Archive of UserLand's first discussion group, started October 5, 1998.

Distributed OO Network Application Architecture (was zzzzzz)

Author:Matthew Dornquast
Posted:1/27/1999; 12:37:40 PM
Topic:Jini Jini Jini (Zzzzz?)
Msg #:2537 (In response to 2535)
Prev/Next:2536 / 2538

Another product deserves consideration (IMHO) when discussing distributed computing/java. It's Objectspace's voyager. Check it out! <http://www.objectspace.com/developers/voyager/white/index.html>

A few key services/technologies in distributed computing: Location transparency (Code doesn't think of being at machine X, it thinks of running near a service or chunk of data-- wherever that is) Federated directory/naming services Autonomous code(self moving/agent) Pass by ref AND value. (ala corba 3.0)

Other tools you need to make that stuff work: Transaction services (multi-phase commit across multiple cpus) Persistence services (one could argue that a large enough space with distributed cloning could eliminate much of this requirement.

<>

When you combine: object oriented development (in particular providing solutions via component collaboration), distributed computing technologies (listed above), and Java's VM/classloader w/ OO infrastructure you get something that's well. Unique in my development experience.

I can *see* solutions through tightly integrated systems following strict open standards in a hardwired web of applications.

I *dream* about collaborations of loosely coupled objects whose concerns are roles, responsibilities and services.

It's a different way to architect. One we didn't have the luxury of doing before the internet/java. (Okay, some did-- and DID. But they were proprietary systems with limited space to grow)
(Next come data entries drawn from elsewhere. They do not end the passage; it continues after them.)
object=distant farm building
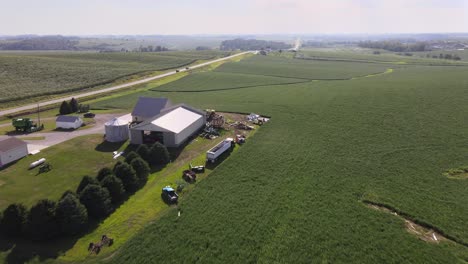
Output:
[132,97,172,122]
[0,137,28,168]
[130,104,206,147]
[55,116,83,129]
[104,114,132,142]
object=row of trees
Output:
[220,38,291,50]
[358,40,427,52]
[426,53,461,61]
[0,143,169,241]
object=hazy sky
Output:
[0,0,468,35]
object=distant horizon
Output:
[0,0,468,36]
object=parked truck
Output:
[206,138,234,163]
[11,118,44,133]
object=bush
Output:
[0,204,28,236]
[27,199,59,240]
[125,151,141,164]
[55,193,88,235]
[114,162,139,193]
[80,184,112,218]
[70,97,78,113]
[136,144,150,163]
[59,101,72,115]
[148,142,170,166]
[76,176,99,194]
[96,167,113,182]
[130,158,150,185]
[101,174,125,203]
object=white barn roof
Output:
[151,107,202,133]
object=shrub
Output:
[70,97,78,113]
[125,151,141,164]
[130,158,150,185]
[96,167,113,182]
[0,204,28,236]
[101,174,125,203]
[114,162,139,193]
[76,176,99,194]
[55,193,88,235]
[136,144,150,163]
[80,184,112,218]
[148,142,170,165]
[27,199,59,240]
[59,101,72,115]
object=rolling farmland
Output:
[98,53,468,263]
[0,51,229,104]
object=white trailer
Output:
[206,138,234,163]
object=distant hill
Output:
[220,38,292,50]
[0,36,79,50]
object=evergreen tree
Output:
[59,101,71,115]
[55,193,88,235]
[0,204,28,236]
[80,184,112,218]
[130,158,150,186]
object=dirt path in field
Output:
[363,201,468,247]
[0,51,251,116]
[0,114,122,152]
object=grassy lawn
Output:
[0,135,125,210]
[98,54,468,263]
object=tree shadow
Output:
[94,140,128,153]
[0,220,103,263]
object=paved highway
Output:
[0,51,249,116]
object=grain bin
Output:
[105,117,129,142]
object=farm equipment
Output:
[206,138,234,163]
[161,186,179,204]
[189,163,205,173]
[88,235,114,255]
[11,118,44,133]
[39,162,52,174]
[182,170,197,182]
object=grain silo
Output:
[105,115,132,142]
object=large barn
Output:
[0,137,28,168]
[130,104,206,147]
[132,97,172,122]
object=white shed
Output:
[130,104,206,147]
[0,137,28,168]
[104,114,132,142]
[55,116,83,129]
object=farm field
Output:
[0,51,227,106]
[88,52,468,263]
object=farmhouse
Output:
[55,116,83,129]
[0,137,28,168]
[132,97,172,122]
[130,104,206,147]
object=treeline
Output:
[0,36,78,50]
[220,38,292,50]
[0,143,170,241]
[426,53,461,61]
[358,41,427,52]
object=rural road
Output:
[0,51,250,117]
[0,114,122,152]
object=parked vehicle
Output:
[161,186,179,204]
[206,138,234,163]
[83,112,96,118]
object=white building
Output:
[130,104,206,147]
[104,114,132,142]
[55,116,83,129]
[0,137,28,168]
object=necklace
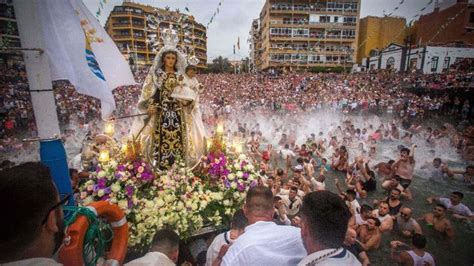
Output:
[306,248,341,266]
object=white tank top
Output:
[408,250,435,266]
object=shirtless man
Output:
[395,207,422,237]
[374,160,395,177]
[349,204,373,232]
[390,234,435,266]
[359,217,382,251]
[418,204,454,239]
[372,201,393,232]
[382,145,416,200]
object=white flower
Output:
[145,200,155,209]
[118,200,128,210]
[233,191,240,199]
[109,160,117,169]
[156,199,165,208]
[110,183,121,193]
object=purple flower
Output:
[125,186,133,197]
[97,178,107,189]
[224,179,230,188]
[237,183,245,192]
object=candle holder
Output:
[104,121,115,138]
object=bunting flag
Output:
[206,0,224,29]
[95,0,107,19]
[35,0,135,118]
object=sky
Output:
[82,0,456,61]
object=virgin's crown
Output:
[161,24,179,48]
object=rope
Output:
[63,206,114,266]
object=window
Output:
[387,57,395,69]
[319,16,330,23]
[343,16,356,26]
[443,57,451,70]
[431,56,439,72]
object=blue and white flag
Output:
[32,0,135,118]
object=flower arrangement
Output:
[78,153,258,252]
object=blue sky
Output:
[83,0,455,61]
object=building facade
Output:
[360,44,474,74]
[0,0,23,64]
[416,0,474,45]
[105,1,207,69]
[255,0,360,71]
[248,19,261,72]
[357,16,407,63]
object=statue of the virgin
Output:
[131,25,188,170]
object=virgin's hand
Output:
[147,105,157,115]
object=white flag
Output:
[38,0,135,118]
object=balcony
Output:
[270,5,357,13]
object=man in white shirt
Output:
[428,191,474,221]
[125,229,179,266]
[298,191,361,266]
[217,186,306,266]
[0,162,65,266]
[206,210,248,266]
[281,187,301,219]
[280,144,296,160]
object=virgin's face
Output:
[164,53,176,68]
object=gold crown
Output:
[161,24,179,48]
[188,55,200,66]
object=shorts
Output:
[399,178,411,189]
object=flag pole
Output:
[13,0,73,201]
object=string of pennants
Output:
[206,0,224,28]
[95,0,108,19]
[427,7,466,43]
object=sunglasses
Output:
[41,193,72,225]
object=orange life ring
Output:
[59,201,128,266]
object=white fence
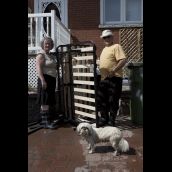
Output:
[28,10,70,53]
[28,10,71,88]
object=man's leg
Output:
[97,80,109,126]
[108,77,122,126]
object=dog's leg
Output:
[110,139,120,156]
[87,143,91,150]
[88,140,95,154]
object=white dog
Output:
[77,122,129,156]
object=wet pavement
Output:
[28,116,143,172]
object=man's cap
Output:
[100,30,113,38]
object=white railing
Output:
[28,10,70,53]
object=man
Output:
[98,30,127,126]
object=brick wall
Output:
[68,0,119,58]
[28,0,34,13]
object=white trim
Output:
[99,0,143,27]
[34,0,68,28]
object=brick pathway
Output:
[28,119,143,172]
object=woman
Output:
[36,37,57,129]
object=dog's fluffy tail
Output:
[119,138,129,152]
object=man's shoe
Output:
[108,121,115,127]
[99,118,107,127]
[44,123,58,129]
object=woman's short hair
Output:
[41,37,54,49]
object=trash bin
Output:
[128,63,143,125]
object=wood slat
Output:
[75,110,96,119]
[73,80,94,85]
[73,72,94,77]
[75,103,96,111]
[74,88,95,94]
[73,56,93,60]
[73,65,88,69]
[74,95,95,102]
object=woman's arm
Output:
[36,54,47,89]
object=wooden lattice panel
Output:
[28,57,38,88]
[120,28,143,77]
[120,28,143,62]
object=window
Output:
[100,0,143,25]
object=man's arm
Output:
[112,58,127,73]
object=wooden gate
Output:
[56,42,98,127]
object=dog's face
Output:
[77,123,91,137]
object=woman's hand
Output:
[41,80,47,90]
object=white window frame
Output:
[100,0,143,27]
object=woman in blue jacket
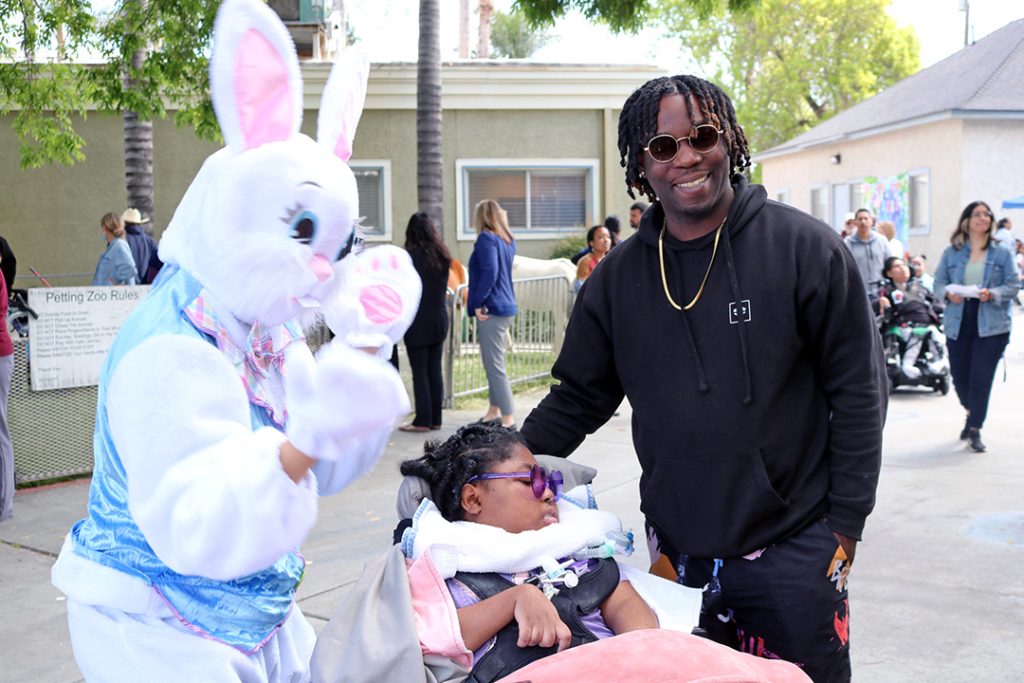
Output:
[468,200,515,427]
[92,212,138,287]
[935,202,1021,453]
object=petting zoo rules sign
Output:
[29,285,150,391]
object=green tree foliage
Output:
[660,0,920,153]
[0,0,219,168]
[490,12,549,59]
[512,0,761,32]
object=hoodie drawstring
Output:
[666,248,708,393]
[722,230,754,405]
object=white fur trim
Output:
[106,335,316,580]
[401,499,623,579]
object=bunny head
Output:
[160,0,369,326]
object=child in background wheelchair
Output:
[877,256,949,395]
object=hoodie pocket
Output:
[640,449,790,557]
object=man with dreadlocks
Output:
[522,76,886,681]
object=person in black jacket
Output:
[522,76,887,681]
[0,238,17,295]
[398,211,452,432]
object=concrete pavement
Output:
[0,312,1024,683]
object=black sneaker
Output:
[967,429,985,453]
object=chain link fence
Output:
[444,276,575,408]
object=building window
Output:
[811,185,828,223]
[907,171,931,234]
[348,160,392,242]
[456,160,597,240]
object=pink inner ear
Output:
[234,29,294,150]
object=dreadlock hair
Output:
[406,211,452,270]
[618,76,751,201]
[398,422,526,521]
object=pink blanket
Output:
[498,630,811,683]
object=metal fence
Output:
[444,276,575,408]
[7,339,96,483]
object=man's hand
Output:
[513,584,572,652]
[833,531,857,564]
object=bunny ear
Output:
[316,47,370,162]
[210,0,302,150]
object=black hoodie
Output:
[522,176,887,558]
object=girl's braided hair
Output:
[618,76,751,201]
[399,423,526,521]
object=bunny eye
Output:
[289,210,317,245]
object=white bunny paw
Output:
[285,343,410,460]
[324,245,423,357]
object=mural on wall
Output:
[863,173,910,244]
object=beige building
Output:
[0,61,663,287]
[755,19,1024,267]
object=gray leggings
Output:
[0,355,14,520]
[476,315,515,415]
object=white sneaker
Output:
[900,366,921,380]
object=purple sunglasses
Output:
[466,465,562,501]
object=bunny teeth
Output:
[295,296,321,308]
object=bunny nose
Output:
[309,254,334,283]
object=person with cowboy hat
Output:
[121,207,164,285]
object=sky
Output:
[344,0,1024,71]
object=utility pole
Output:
[959,0,971,47]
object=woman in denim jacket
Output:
[92,212,138,287]
[935,202,1021,453]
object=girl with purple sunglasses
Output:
[400,424,658,682]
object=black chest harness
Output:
[455,559,618,683]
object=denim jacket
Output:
[935,241,1021,339]
[92,238,138,287]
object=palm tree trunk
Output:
[121,0,154,234]
[416,0,444,236]
[459,0,469,59]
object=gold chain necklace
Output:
[657,216,728,310]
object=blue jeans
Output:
[662,519,851,683]
[948,299,1010,429]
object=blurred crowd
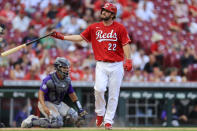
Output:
[0,0,197,85]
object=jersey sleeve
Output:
[121,26,131,46]
[68,84,74,94]
[40,75,51,93]
[80,25,91,42]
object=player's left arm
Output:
[123,43,131,59]
[121,27,132,71]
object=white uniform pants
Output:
[38,101,70,119]
[94,61,124,124]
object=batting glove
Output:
[124,59,133,71]
[51,31,64,40]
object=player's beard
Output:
[100,15,111,21]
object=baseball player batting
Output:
[51,3,132,130]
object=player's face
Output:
[100,9,113,21]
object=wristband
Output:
[75,100,82,110]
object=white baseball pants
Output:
[94,61,124,124]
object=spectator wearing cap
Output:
[10,62,25,80]
[12,9,30,32]
[150,31,166,65]
[23,66,40,80]
[0,2,16,24]
[165,67,182,82]
[136,0,157,21]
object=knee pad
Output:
[67,108,78,121]
[33,118,50,128]
[51,116,64,128]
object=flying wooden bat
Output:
[1,32,53,56]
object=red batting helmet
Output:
[102,3,117,15]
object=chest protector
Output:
[46,73,71,104]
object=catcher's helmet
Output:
[54,57,70,78]
[102,3,117,15]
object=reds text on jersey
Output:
[80,21,130,62]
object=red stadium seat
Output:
[187,64,197,81]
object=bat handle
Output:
[1,44,26,56]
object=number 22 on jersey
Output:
[108,43,117,51]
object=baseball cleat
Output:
[96,116,103,127]
[105,123,112,130]
[21,115,38,128]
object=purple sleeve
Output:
[68,84,74,94]
[40,75,51,93]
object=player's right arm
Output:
[51,25,92,42]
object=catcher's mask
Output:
[54,57,70,78]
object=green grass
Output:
[0,127,197,131]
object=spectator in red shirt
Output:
[0,2,16,23]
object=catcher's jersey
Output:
[40,72,74,104]
[80,21,130,62]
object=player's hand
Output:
[51,31,64,40]
[43,106,50,116]
[78,109,88,119]
[124,59,133,71]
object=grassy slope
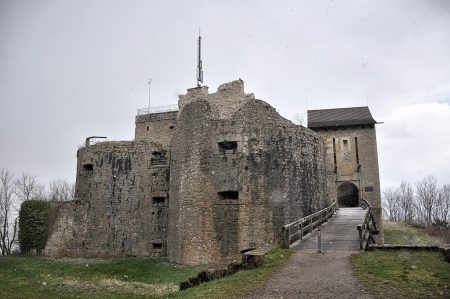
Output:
[351,222,450,298]
[164,248,292,299]
[0,249,291,298]
[384,221,442,245]
[0,256,204,298]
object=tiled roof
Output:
[308,107,377,128]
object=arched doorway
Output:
[337,182,359,207]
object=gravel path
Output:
[247,251,373,299]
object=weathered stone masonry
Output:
[45,80,384,264]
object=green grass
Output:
[351,251,450,298]
[351,221,450,298]
[0,249,291,298]
[168,248,292,299]
[0,256,205,298]
[384,221,442,245]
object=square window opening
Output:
[218,191,239,199]
[83,163,94,171]
[152,196,166,205]
[152,243,162,249]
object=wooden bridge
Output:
[283,200,378,251]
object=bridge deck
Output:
[291,208,365,251]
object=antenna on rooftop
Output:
[197,27,203,87]
[148,78,152,109]
[366,88,369,107]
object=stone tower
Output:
[308,107,383,243]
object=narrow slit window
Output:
[83,163,94,171]
[342,139,348,151]
[333,138,337,173]
[218,191,239,199]
[355,137,359,165]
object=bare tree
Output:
[48,179,73,201]
[15,172,38,201]
[396,182,416,223]
[434,184,450,227]
[416,175,438,226]
[0,168,17,255]
[33,183,49,201]
[383,188,400,221]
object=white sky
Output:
[0,0,450,188]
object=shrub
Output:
[19,200,52,255]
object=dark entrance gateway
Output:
[337,182,359,207]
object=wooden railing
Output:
[357,199,378,250]
[281,201,337,248]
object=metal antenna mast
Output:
[148,78,152,109]
[197,28,203,87]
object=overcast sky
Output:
[0,0,450,188]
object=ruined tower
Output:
[308,107,383,243]
[45,80,329,264]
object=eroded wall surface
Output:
[45,141,169,257]
[168,81,328,264]
[317,125,384,244]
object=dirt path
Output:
[247,251,373,299]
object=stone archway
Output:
[337,182,359,208]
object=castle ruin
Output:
[44,80,380,264]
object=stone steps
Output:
[291,208,366,251]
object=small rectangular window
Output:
[83,163,94,171]
[152,243,162,249]
[217,141,237,151]
[152,196,166,205]
[218,191,239,199]
[342,139,348,151]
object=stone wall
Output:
[168,80,328,264]
[45,80,329,264]
[316,125,384,244]
[44,141,169,257]
[135,111,178,149]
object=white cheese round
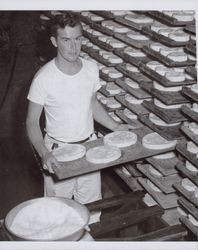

< There is no longer any reason to sacrifice the flexibility of an application's architecture to achieve the required performance goal.

The precondition to such a statement is the application runs in a networked environment with sufficient local resources to establish a distributed architecture on which to work.

We've got enough technology/io/cpu/network cycles to distribute any problem accross N machines.

If we don't, can anyone argue we wont?>>

-Matthew




This page was archived on 6/13/2001; 4:47:37 PM.